The boat capsized and spilled Vic into the river while Shad was busy trying to avoid them both. He dove underwater, resurfaced again a couple of yards from the boat, and saw Vic sputtering and starting to swim toward the bank. It didn’t look like Vic still had the pistol.
Shad took a few strokes toward Vic and dove again. He plunged underneath the man and then with as hard a kick as Shad could muster, breached beside Vic with a momentum that would probably make whales burst into laughter and threw himself on top of the man.
Shad managed to gulp more air before they both went under. Still on Vic’s back, Shad tightly wrapped his arms around the other man, pinning Vic’s arms to his sides. Their combined weight kept pulling them down. Vic struggled, and Shad did get his legs buffeted by the man’s shoes, but the density of the water dulled the blows.
Shad believed there was nowhere on his body that didn’t hurt, especially his lungs. He and Vic touched bottom, and Shad couldn’t see a thing but there was no question Vic continued to franticly struggle. Shad was good at holding his breath for a long time when he had the chance to prepare for it, but his already straining lungs felt like they were trying to burst. Shad released a slow, partial exhale, and in the back of his mind took comfort in the fact that if he drowned soon, at least Charissa should be safe. Perhaps because his brain was starved for oxygen Shad also thought of the joke “Do you know how to save a drowning lawyer? No? Good!”
Vic suddenly stiffened, jerked, and then trembled.
That was enough for Shad. Crooking one arm under Vic’s, Shad kicked to reach the surface. Vic was much heavier than Charissa, and for a couple of seconds Shad considered leaving him at the bottom so Shad could breathe before he blacked out.

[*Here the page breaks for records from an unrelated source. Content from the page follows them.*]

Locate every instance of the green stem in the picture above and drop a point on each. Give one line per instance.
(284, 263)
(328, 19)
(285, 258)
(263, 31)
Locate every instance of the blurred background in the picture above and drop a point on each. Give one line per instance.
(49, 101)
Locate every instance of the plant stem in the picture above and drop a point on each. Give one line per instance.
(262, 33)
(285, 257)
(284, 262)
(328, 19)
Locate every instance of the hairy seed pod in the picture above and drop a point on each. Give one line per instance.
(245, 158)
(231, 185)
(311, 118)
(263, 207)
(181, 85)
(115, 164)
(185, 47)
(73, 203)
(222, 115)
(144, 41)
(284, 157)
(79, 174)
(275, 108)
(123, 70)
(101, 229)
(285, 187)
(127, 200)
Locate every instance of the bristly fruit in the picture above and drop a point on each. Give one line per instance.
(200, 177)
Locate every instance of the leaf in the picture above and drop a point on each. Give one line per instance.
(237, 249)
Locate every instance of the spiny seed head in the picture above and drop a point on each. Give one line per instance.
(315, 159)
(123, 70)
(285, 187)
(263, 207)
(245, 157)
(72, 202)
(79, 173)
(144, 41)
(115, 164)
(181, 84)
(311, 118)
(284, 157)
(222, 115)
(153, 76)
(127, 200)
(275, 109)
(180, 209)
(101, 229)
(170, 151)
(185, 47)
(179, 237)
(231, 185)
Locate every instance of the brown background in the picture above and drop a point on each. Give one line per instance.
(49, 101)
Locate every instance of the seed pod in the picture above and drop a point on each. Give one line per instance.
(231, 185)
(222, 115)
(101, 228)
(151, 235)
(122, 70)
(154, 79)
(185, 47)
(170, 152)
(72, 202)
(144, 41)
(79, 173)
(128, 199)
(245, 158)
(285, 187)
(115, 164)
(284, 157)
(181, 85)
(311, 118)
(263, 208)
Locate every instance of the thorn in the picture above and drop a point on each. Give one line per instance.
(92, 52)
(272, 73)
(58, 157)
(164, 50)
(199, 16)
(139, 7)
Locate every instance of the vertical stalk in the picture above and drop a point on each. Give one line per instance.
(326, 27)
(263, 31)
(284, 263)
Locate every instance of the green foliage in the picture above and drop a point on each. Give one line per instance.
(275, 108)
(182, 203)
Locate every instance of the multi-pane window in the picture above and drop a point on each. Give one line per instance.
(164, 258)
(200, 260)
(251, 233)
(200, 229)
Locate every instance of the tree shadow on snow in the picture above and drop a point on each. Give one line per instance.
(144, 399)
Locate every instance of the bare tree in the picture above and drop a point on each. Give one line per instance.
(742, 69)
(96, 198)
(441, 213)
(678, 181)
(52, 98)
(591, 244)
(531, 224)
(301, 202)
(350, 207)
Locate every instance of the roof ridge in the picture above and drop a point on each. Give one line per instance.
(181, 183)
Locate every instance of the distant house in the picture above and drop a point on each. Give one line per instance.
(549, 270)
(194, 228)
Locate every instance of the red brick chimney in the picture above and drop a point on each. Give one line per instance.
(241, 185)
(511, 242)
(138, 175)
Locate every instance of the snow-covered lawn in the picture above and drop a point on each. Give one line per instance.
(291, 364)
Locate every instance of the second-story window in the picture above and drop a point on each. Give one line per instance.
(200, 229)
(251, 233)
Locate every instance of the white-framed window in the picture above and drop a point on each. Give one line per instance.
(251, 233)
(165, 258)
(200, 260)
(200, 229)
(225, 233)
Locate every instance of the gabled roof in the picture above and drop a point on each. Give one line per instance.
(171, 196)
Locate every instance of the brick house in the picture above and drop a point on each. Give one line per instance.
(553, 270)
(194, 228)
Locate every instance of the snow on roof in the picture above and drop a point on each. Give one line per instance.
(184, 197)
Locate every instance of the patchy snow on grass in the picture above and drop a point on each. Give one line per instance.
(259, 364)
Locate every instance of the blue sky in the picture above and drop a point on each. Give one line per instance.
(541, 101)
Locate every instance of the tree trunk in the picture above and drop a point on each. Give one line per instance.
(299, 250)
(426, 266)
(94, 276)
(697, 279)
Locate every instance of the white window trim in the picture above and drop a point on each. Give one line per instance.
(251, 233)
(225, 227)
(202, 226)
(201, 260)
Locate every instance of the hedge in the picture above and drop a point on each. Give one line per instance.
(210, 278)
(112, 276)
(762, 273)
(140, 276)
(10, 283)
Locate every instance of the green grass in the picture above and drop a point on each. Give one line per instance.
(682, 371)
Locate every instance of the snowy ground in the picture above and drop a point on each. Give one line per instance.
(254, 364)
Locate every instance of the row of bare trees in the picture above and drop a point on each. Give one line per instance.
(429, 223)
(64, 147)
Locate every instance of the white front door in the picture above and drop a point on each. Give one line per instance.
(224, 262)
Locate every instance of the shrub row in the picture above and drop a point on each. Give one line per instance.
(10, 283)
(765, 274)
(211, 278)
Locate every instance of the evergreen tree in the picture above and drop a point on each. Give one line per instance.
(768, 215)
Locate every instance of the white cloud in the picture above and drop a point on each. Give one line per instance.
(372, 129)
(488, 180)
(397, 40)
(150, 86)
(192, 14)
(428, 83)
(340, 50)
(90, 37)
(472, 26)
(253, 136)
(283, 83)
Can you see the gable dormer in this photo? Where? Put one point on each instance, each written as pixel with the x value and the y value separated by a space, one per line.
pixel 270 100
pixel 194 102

But they were only a few feet below the surface. Shad broke through, noisily gulped air, and coughed and sputtered as he dragged Vic toward the bank. By the time his feet were able to touch bottom, Shad was grateful to have the water to buoy him even as it pushed against him because he wasn’t sure he’d be able to stand on his own.
The rocks cut into his feet as Shad dragged Vic toward the brushy land. Shad didn’t even get Vic all the way out, but was able to lay the man’s head on a rock sticking out from the shallow water just before Shad collapsed to his hands and knees.
Gasping, coughing, blessing every breath that filled his lungs, Shad tried to take as little time as possible to pull himself back together. He looked over at Vic, and too weary to groan, Shad forced himself to stand and pull the man farther up on the bank. Once he had Vic laid out, Shad began chest compressions.
He was actually relieved that Vic started gagging and coughing after only a few compressions. Shad wasn’t as motivated to go through life-saving heroics this time, but he knew he wouldn’t want the man’s death on his conscience either. Shad rolled Vic to his side to cough up water, and quickly decided he’d better find a way to detain the fellow.
Still kneeling beside Vic, Shad glanced up and down the bank, not really expecting to find anything. He did see Charissa about forty yards upstream. She was still partially lying on her side and looking their direction.
Shad waved one arm. “It’s okay,” he croaked.
Since there were no convenient coils of rope lying around, Shad unbuckled his belt and pulled it free from the loops of his shorts. He immediately realized that a belt cut for a thirty-two inch waist wouldn’t be enough length to bind Vic’s hands securely, so Shad used it to shackle Vic’s feet together. Shad then ripped off his shirt, possibly popping off a button or two, and twisted it into a ropey form. As he tied Vic’s hands behind his back Shad realized he was going to owe Pap a new shirt.
When he finished restraining Vic, Shad rested his hands on the ground to keep himself propped up. His head throbbed, his sides ached, his legs were sore, his feet were cut up; Shad wanted to just collapse on the bank and pass out for a while.